Kogi State will once again begin receiving the constitutionally guaranteed 13% oil derivation fund following renewed recognition of its oil‑producing status. 

This development could mark the end of a long‑running boundary dispute with neighbouring Anambra and Enugu States over contested oil wells in the Anambra Basin.

Mohammed Shehu, Chairman of the Revenue Mobilisation Allocation and Fiscal Commission (RMAFC), disclosed the decision during a high‑level meeting with a delegation from Kogi State led by Governor Usman Ododo.

The meeting, held at the Commission’s headquarters, focused on:

  • Kogi’s eligibility for the oil derivation fund
  • Optimisation of the state’s resource endowments
  • Transparency in the allocation process

Governor Ododo has consistently criticised Kogi’s exclusion from derivation benefits despite its recognition as an oil‑producing state. 

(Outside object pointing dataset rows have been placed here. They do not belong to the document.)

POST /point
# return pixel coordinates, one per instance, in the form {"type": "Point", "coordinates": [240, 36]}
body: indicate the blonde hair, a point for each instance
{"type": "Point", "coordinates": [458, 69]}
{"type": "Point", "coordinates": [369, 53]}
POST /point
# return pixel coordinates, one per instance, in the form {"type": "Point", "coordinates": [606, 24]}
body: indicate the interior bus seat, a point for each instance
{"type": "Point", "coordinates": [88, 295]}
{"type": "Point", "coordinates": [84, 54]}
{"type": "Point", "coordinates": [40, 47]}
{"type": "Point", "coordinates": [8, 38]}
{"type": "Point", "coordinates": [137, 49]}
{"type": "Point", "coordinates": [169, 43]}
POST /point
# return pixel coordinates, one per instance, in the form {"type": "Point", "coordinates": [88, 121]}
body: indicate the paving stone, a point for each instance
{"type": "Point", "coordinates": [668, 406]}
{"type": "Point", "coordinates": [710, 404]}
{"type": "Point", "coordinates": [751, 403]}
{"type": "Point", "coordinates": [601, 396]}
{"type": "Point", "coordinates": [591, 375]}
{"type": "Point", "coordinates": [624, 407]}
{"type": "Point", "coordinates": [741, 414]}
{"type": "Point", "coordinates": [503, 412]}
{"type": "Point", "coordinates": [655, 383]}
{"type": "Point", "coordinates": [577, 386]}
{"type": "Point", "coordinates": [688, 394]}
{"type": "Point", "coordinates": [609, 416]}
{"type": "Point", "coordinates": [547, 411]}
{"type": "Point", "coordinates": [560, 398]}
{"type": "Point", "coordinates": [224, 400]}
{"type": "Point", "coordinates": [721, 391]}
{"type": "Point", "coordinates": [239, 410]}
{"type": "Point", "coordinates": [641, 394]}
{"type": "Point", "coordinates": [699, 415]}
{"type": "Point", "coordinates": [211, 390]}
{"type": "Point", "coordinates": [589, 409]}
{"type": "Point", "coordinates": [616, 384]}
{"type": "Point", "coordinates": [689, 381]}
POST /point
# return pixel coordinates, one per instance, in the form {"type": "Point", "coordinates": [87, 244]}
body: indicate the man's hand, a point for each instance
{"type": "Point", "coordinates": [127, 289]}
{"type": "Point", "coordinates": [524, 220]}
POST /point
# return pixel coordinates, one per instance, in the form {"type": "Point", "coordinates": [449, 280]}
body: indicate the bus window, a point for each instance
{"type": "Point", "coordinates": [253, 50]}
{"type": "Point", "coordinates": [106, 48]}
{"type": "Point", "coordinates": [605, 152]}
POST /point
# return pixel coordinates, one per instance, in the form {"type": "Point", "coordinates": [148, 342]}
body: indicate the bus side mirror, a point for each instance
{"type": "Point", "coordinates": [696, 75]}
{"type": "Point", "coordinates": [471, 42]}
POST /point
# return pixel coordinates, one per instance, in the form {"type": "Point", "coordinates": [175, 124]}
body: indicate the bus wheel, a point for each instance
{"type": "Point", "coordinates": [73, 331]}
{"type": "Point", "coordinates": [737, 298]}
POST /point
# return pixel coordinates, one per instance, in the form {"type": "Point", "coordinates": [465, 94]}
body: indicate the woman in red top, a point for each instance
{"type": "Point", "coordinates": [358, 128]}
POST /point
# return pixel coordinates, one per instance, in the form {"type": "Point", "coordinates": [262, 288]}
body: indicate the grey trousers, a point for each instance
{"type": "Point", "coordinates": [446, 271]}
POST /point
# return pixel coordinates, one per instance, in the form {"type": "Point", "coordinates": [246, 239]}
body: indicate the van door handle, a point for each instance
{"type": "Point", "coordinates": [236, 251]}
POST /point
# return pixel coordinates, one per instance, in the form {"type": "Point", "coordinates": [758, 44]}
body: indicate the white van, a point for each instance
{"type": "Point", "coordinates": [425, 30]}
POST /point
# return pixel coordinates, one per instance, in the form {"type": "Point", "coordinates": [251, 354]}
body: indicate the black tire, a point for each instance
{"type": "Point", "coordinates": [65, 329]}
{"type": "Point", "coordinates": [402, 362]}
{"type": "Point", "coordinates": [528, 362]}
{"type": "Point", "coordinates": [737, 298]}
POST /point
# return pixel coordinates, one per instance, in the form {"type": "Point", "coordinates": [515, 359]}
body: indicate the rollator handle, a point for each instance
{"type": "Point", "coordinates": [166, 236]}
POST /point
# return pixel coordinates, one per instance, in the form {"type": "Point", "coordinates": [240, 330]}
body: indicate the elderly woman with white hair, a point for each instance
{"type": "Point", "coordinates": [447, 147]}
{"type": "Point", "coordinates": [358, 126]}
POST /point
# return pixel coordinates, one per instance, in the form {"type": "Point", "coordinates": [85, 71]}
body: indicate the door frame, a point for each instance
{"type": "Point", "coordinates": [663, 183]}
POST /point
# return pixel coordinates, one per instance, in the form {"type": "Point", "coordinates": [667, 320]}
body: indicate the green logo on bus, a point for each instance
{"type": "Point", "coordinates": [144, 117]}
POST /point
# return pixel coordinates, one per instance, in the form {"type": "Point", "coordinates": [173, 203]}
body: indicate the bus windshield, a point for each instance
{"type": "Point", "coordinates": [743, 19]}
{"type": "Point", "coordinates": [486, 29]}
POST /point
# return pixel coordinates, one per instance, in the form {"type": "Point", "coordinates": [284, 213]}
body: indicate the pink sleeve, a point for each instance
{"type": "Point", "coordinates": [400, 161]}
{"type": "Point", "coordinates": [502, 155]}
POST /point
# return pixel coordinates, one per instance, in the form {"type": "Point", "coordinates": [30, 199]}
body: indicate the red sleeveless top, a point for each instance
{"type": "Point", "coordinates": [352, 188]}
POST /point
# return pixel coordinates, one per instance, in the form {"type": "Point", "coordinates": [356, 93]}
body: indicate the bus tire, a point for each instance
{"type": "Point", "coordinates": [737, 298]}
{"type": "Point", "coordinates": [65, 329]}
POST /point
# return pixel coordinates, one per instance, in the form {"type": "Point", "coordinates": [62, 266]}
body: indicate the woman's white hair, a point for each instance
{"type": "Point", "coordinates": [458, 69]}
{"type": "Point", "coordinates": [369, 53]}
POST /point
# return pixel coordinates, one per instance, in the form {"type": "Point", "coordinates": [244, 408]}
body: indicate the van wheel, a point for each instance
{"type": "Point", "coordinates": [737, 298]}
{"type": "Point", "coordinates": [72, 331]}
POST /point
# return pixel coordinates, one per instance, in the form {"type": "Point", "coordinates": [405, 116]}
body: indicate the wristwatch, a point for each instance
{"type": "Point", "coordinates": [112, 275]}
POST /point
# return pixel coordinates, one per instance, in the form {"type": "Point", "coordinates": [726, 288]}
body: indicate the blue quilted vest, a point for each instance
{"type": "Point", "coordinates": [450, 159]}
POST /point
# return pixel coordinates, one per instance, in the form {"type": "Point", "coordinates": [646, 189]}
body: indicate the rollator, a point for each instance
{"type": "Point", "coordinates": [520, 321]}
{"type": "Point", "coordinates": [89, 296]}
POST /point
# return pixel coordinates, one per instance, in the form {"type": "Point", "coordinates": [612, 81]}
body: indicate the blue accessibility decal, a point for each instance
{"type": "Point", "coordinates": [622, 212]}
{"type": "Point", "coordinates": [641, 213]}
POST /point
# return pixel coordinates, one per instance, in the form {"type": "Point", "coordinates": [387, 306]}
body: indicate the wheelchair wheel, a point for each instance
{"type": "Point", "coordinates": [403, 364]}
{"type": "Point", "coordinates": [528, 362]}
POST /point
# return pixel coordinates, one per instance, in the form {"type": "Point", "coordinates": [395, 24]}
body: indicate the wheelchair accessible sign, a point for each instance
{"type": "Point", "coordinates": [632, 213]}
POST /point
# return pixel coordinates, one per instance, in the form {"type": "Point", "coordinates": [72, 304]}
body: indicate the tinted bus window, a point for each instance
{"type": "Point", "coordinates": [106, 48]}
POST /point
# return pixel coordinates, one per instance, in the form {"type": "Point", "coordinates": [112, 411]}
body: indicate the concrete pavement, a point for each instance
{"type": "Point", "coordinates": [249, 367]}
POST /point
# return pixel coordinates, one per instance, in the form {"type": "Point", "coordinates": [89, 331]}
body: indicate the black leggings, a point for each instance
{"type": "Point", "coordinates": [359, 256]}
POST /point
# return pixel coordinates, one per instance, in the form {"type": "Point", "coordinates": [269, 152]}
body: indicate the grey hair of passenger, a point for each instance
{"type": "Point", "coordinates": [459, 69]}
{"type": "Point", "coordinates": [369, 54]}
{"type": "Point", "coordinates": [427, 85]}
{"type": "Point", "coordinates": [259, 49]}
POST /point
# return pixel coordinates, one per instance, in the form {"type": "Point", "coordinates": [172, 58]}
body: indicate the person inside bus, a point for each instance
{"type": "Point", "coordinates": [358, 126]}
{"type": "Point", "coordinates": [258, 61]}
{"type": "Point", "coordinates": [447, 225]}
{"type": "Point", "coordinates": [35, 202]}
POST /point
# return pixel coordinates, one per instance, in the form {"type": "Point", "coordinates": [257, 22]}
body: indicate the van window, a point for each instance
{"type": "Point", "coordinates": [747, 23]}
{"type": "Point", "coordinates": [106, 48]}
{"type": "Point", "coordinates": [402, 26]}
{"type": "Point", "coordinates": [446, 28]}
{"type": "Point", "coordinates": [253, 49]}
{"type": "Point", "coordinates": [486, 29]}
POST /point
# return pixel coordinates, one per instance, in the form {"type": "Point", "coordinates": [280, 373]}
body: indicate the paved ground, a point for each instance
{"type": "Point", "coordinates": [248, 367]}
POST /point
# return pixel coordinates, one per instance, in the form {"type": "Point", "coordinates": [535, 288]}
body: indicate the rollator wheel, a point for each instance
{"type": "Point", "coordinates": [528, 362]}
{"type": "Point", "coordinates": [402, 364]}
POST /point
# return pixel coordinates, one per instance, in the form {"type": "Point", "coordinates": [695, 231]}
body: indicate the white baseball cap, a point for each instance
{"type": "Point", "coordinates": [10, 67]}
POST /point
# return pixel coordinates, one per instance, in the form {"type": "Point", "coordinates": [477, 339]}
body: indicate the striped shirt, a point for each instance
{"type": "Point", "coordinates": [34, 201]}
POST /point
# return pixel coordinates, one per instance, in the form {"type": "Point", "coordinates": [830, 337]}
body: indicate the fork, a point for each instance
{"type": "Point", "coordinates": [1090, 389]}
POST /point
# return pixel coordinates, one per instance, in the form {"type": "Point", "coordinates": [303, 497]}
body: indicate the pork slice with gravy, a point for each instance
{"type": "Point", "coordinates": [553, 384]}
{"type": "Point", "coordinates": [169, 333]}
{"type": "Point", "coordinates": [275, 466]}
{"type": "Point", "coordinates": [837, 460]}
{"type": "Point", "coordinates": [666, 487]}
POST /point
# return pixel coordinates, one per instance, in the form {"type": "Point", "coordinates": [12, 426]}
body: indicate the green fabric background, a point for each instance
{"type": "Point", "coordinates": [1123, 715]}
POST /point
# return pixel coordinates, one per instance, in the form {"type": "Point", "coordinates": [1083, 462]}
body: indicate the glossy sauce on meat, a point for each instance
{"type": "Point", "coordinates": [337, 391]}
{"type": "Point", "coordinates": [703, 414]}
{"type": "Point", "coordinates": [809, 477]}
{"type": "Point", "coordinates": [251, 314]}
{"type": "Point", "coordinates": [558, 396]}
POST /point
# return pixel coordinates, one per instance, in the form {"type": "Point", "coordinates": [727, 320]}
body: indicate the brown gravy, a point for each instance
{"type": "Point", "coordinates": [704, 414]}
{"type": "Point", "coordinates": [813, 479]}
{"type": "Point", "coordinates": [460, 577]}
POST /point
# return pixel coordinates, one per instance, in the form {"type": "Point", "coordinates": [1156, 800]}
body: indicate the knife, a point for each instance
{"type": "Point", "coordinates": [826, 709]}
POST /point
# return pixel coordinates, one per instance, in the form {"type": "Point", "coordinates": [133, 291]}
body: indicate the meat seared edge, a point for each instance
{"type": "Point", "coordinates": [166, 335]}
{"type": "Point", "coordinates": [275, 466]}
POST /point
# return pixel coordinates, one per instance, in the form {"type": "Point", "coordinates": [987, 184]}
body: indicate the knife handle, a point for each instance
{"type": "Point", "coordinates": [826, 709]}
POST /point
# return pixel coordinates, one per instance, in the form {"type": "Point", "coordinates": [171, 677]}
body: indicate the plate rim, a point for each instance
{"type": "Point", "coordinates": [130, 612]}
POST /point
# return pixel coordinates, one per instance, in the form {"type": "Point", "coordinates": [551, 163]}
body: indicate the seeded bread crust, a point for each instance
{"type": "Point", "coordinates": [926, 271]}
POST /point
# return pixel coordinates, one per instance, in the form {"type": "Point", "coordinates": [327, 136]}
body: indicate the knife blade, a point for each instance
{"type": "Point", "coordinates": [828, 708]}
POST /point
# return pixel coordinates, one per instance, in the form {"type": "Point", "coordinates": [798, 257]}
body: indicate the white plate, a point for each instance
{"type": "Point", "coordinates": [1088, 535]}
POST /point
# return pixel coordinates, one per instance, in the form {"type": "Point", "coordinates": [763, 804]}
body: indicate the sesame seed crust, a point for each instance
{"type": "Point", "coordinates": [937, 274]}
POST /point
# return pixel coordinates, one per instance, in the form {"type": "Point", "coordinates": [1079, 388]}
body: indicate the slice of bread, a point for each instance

The exclusion stemmed from disputes with Anambra and Enugu, which complicated the allocation process.

Background of the oil derivation dispute

In 2021, the federal government confirmed commercial oil deposits in Ibaji, Kogi State, making it Nigeria’s first oil‑producing state outside the Niger Delta. This was later officially reaffirmed by the Nigerian Senate last year. 

That same year, Anambra State was also recognised as oil‑producing based on wells in Aguleri, near the Kogi boundary.

Since October 2022, both Kogi and Anambra have received allocations from the 13% derivation fund.

However, Enugu State insists it has been unfairly excluded, arguing that some of the oil wells straddle its territory.

The contested wells in Ibaji (Kogi), Aguleri (Anambra), and parts of Enugu lie in border zones where boundaries remain disputed.

RMAFC’s position

Shehu emphasised RMAFC’s mandate to ensure equity and fiscal justice in revenue distribution:

“Our role is to ensure that every oil‑producing state receives its rightful share of resources, whether from oil, gas, or solid minerals. We will stand firmly with Kogi to provide data, guidance, and technical support to optimise these resources for the benefit of its citizens.”

A multi‑agency committee has now been established, comprising representatives from RMAFC’s Gas Investments and Crude Oil Departments, the Nigerian Upstream Petroleum Regulatory Commission (NUPRC), and the Kogi State Government. 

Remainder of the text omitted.